Kurdistan is far better than that now. But it is a deeply unequal society. In the capital, Arbil, there are newly built gated communities of luxury houses, while in much of the city people complain that they cannot afford rent or a new house. Speeding convoys of vehicles carrying the new elite are widely resented, and many people demand a larger share of the national cake. Kurdish politicians argue that the cake is smaller, and distribution of it less corrupt, than most Kurds imagine, but their explanations find few believers.
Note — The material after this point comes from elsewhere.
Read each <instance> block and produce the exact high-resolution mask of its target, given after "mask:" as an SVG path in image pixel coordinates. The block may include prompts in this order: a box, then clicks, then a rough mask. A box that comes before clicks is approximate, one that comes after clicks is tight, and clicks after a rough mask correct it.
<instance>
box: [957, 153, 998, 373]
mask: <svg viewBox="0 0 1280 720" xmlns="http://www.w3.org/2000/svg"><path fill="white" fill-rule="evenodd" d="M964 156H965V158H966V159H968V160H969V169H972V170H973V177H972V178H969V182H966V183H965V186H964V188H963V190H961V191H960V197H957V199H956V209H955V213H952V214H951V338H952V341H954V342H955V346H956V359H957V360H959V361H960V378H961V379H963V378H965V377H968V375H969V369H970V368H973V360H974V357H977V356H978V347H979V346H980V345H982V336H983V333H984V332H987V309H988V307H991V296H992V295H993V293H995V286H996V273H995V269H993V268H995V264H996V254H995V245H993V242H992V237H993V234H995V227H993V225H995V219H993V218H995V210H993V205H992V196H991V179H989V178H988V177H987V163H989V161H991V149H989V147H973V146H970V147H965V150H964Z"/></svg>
The ruling elite in Kurdistan is probably too well dug in to be dislodged. There is also a possibility that, if the reformers of Goran feel they have been robbed by a fixed poll, they will take to the streets in protest, as in Iran. What is happening here in Iraqi Kurdistan today may be a precedent for the rest of Iraq, where the government is far worse and where many Iraqis believe their oil money is being systematically looted to line the pockets of a semi-criminal ruling caste that replaced Saddam Hussein.